Eval-Driven Development (EDD)

You’ve probably heard of Test-Driven Development (TDD). Now, I want to propose a new paradigm for developing large language model (LLM)-based applications: Eval-Driven Development (EDD).

What is Eval-Driven Development?

LLM applications tend to follow a fairly predictable lifecycle. It usually starts with excitement—you type in a problem statement, craft a prompt, and suddenly, the model generates results that feel like magic. This early success creates the illusion that LLMs can solve complex problems effortlessly. Your pupils transform into dollar signs. Optimism takes hold, and it’s tempting to believe you’ve built a game-changing product.

Then reality hits.

Once you integrate live data and deploy your system into production, you realize your model is only correct about 60-70% of the time — if you’re lucky. Your mileage may vary — no, WILL vary, wildly. Customers start encountering edge cases where the model fails, their frustration will mount and they’ll run screaming to one of your two-dozen competitors. Now, you’re stuck with a project where success hinges on closing the gap between an acceptable reliability threshold and the system’s current performance.

Closing the reliability gap

Closing The Reliability Gap

In traditional software development—Software 1.0—correctness was largely deterministic. We built systems with an expectation of near-perfect reliability. With LLMs, however, anecdotally, we often start much lower. This is an entirely different quality bar, and customers accustomed to deterministic software may not tolerate such inconsistency.

If your application involves generating creative content that undergoes human review, you have more flexibility. But if you’re building an LLM-powered system that needs to operate autonomously or replace traditional software, your competitive advantage comes down to one thing: closing the reliability gap. The best LLM products today succeed not because they use the most powerful models, but because they optimize relentlessly to move from 70% reliability to 99%.

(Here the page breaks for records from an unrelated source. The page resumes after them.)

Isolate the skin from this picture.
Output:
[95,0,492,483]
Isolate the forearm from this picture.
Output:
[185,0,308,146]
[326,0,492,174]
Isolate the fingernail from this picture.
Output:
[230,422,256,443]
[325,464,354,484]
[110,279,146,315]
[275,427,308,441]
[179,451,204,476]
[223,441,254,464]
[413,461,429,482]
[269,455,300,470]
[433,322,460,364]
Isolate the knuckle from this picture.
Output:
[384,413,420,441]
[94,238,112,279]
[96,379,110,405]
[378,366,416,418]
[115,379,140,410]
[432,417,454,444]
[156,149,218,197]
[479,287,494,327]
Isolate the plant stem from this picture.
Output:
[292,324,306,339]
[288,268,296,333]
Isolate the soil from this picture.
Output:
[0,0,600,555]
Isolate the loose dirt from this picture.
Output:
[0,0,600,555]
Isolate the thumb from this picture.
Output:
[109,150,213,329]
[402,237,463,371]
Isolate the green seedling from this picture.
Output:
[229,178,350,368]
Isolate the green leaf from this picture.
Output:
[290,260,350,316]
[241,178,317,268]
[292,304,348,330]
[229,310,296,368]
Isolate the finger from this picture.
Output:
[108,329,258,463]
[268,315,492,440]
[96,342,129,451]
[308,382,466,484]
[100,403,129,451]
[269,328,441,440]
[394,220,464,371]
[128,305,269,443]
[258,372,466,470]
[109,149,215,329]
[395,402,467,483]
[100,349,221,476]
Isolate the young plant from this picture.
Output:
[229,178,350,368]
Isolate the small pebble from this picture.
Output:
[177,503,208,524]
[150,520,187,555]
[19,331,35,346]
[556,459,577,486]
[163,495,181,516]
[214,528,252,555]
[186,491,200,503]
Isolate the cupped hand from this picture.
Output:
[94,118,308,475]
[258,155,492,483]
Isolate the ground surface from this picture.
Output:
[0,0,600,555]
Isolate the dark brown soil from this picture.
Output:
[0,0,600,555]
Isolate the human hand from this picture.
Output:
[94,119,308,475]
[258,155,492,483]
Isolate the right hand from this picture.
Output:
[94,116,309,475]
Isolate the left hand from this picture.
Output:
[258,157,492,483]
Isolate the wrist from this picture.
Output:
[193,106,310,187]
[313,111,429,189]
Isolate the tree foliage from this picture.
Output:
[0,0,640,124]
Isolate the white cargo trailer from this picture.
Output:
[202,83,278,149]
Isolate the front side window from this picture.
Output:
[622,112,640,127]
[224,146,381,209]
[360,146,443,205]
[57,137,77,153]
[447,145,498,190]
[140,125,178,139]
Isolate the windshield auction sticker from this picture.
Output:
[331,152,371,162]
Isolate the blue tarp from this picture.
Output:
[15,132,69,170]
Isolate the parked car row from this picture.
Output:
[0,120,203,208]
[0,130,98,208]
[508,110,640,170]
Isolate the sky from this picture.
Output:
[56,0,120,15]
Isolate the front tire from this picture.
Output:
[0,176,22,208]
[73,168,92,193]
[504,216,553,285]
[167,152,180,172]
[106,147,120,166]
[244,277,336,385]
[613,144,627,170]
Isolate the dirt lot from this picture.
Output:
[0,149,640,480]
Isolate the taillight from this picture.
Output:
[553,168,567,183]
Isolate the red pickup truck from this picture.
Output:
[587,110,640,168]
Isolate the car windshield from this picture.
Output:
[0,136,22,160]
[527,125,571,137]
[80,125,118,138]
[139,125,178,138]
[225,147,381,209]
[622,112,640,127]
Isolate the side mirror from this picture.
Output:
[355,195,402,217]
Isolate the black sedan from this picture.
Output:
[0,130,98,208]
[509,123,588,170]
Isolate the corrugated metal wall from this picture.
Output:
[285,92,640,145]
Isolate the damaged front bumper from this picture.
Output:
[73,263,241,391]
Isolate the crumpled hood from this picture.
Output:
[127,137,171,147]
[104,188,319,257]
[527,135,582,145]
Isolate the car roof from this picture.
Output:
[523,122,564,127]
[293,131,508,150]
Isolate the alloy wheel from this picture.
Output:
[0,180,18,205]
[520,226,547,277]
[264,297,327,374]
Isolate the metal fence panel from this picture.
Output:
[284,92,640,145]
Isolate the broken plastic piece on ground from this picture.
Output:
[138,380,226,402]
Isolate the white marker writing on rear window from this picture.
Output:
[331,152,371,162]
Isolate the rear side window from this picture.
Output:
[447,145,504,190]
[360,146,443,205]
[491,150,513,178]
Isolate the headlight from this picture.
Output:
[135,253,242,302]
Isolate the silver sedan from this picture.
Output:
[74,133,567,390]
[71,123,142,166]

Don’t Succumb to Vibes-Based Development

What I’m going to propose is hard. Like TDD, it requires disciplined effort up front before seeing the fruits of your labor — but like TDD, it will result in a better, more competitive product.

Instead of relying on the vibes of your LLM output, start by:

building a benchmark dataset that you can run across multiple models. Tediously review and catalogue the failure modes.
Understand the variants of your problem spaces that are likely to be the most problematic.
Build a mental model of the guardrails and validation that you’ll need to do to ensure your customers are getting what they need.
Most importantly, develop a point of view of how to measure a successful LLM output, i.e., your eval.

Now you have a starting point, and you can build upon this initial data as you roll things out to production.

By starting with a high-quality baseline, you shift your development mindset. Rather than treating your LLM system as a black box, you approach it as an optimization problem. Your real work begins once you understand the gap you need to close.

The Long Road to Optimization

Achieving near-perfect reliability in a domain will be a long road for every startup. The techniques for closing the reliability gap make up the brunt of creative problem-solving for LLM applications. These techniques are unlikely to be widely shared [1]. No one truly knows which combination of retrieval-augmented generation (RAG), fine-tuning, prompt engineering, and system-level optimizations will yield the best results for a given application. That’s the secret sauce of market-leading LLM products and where the competitive advantage currently lies.

What we do know is that blindly deploying LLMs and depending on vibes without a solid evaluation framework is a costly mistake. Eval-Driven Development ensures that you’re making data-driven decisions at every stage, ensuring a steady march toward success.

Final Thoughts

If you’re building LLM-powered applications, start with evals. Measure your baseline. Understand the problem space deeply. Only then can you systematically work toward the reliability required to make your product viable.

In this new era of AI, the companies that master evaluation and optimization—not just prompt crafting—will be the ones that lead the market. Eval-Driven Development isn’t just a best practice; it’s the only way to build robust, reliable, and scalable AI systems.

[1] Though sometimes they are shared! Open source projects are a gold mine for learning how engineers are achieving success with LLM apps. Bolt and Aider are two excellent examples to study.